Book about the remarkable life story of Rachel Beer, editor of The Observer and the Sunday Times
  
  


Next month sees the publication of a book about the remarkable Rachel Beer, the woman who famously edited the Sunday Times and The Observer simultaneously.

As the title indicates, she was First Lady of Fleet Street because she was the first female editor of national newspapers.

It helped that they were owned by her financier husband, Frederick, but she proved to be a woman of enormous energy, writing with equal enthusiasm for each paper for several years in the 1890s.

When editing The Observer she was credited with overseeing what would now be called, rightly, a 'world exclusive' - the revelation in 1896 that the document that had been used to convict the French military officer Alfred Dreyfus for treason was a forgery by his fellow officer.

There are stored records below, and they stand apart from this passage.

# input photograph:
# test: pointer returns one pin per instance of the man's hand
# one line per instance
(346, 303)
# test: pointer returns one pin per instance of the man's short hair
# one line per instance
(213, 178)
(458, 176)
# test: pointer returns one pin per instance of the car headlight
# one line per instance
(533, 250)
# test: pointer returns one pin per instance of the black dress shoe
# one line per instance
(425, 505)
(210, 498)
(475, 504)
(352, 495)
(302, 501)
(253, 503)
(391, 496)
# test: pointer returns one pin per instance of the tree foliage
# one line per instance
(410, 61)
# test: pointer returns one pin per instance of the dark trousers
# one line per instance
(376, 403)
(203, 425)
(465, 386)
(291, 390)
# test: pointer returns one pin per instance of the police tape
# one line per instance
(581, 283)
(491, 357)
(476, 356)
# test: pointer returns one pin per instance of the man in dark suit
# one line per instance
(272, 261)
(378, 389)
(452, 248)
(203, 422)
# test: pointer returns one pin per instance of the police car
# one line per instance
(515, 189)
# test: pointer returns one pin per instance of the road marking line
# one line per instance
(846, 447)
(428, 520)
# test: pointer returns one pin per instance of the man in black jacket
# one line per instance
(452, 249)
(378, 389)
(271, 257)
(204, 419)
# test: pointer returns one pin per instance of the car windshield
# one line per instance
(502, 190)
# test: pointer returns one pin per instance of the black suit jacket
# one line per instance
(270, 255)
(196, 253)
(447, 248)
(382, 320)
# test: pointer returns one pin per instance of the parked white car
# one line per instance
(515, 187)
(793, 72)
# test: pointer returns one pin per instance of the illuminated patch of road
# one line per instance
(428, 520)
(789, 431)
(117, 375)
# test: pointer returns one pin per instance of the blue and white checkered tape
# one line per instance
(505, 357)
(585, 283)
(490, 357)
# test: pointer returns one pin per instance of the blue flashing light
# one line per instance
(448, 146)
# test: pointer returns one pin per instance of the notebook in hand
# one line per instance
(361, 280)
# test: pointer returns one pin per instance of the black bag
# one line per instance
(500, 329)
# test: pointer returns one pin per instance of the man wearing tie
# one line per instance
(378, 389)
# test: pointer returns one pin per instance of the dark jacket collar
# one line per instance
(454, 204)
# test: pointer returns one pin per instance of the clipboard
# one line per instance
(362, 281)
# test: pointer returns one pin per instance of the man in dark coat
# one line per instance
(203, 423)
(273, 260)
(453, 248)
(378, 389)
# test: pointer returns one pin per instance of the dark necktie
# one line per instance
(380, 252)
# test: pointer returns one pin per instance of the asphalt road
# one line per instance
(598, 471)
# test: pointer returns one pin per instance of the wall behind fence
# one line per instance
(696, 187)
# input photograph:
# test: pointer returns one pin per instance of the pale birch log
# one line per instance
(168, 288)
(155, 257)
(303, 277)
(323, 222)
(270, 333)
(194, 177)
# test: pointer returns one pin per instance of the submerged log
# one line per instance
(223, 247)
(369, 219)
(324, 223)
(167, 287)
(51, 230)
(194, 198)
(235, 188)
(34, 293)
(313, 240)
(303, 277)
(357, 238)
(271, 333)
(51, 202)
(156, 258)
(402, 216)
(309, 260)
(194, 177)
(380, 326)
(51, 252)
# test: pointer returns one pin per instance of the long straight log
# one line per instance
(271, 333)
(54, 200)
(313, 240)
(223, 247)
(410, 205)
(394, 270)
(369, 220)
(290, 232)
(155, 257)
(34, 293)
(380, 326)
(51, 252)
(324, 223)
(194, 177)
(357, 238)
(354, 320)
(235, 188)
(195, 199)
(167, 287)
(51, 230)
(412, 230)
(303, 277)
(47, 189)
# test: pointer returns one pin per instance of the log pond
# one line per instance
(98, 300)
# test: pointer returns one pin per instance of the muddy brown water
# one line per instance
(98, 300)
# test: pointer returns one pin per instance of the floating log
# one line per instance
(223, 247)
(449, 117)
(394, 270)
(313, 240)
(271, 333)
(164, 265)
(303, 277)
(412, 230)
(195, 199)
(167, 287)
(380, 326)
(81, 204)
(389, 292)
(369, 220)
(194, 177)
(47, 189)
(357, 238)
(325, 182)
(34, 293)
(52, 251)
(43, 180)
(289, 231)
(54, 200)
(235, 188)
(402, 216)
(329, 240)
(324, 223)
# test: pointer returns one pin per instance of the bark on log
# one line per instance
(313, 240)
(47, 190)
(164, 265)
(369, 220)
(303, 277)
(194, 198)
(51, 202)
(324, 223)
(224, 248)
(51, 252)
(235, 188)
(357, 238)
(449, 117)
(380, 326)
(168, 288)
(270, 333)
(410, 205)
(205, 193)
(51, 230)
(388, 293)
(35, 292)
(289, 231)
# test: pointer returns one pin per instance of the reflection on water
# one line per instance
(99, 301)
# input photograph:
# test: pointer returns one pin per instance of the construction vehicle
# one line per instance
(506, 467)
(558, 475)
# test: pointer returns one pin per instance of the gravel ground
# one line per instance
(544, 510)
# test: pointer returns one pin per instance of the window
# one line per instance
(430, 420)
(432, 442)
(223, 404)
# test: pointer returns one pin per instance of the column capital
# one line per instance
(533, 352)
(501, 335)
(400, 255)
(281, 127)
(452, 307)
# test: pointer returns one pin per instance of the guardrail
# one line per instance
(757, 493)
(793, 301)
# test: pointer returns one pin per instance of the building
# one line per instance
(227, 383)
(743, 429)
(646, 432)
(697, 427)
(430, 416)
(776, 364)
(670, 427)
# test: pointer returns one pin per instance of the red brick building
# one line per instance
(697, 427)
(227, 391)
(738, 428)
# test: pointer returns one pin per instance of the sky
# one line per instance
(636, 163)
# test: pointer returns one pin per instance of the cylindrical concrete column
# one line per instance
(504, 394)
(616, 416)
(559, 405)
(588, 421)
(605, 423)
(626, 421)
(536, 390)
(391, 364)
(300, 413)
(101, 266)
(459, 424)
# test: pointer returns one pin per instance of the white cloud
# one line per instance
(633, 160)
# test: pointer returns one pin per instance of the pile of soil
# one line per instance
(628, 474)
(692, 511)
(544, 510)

Beer was regarded as both a rebel and a pioneer. At a time when women were still denied the vote, she was barred from frequenting the London clubs that fed her rival male editors with political gossip and also from the press gallery of the House of Commons.

Undaunted, she raised her formidable voice on national and foreign politics as well as taking a controversial stand on social and women's issues.

She was wealthy in her own right, as the scion of the Sassoon family that had amassed a fortune in Indian opium and cotton. Her marriage to Frederick Beer brought together two wealthy dynasties.

But it also brought her strife because her husband's father abandoned the Jewish religion, which led to Rachel being disowned by many of her proudly Jewish family. When her husband died, her family conspired to have her certified.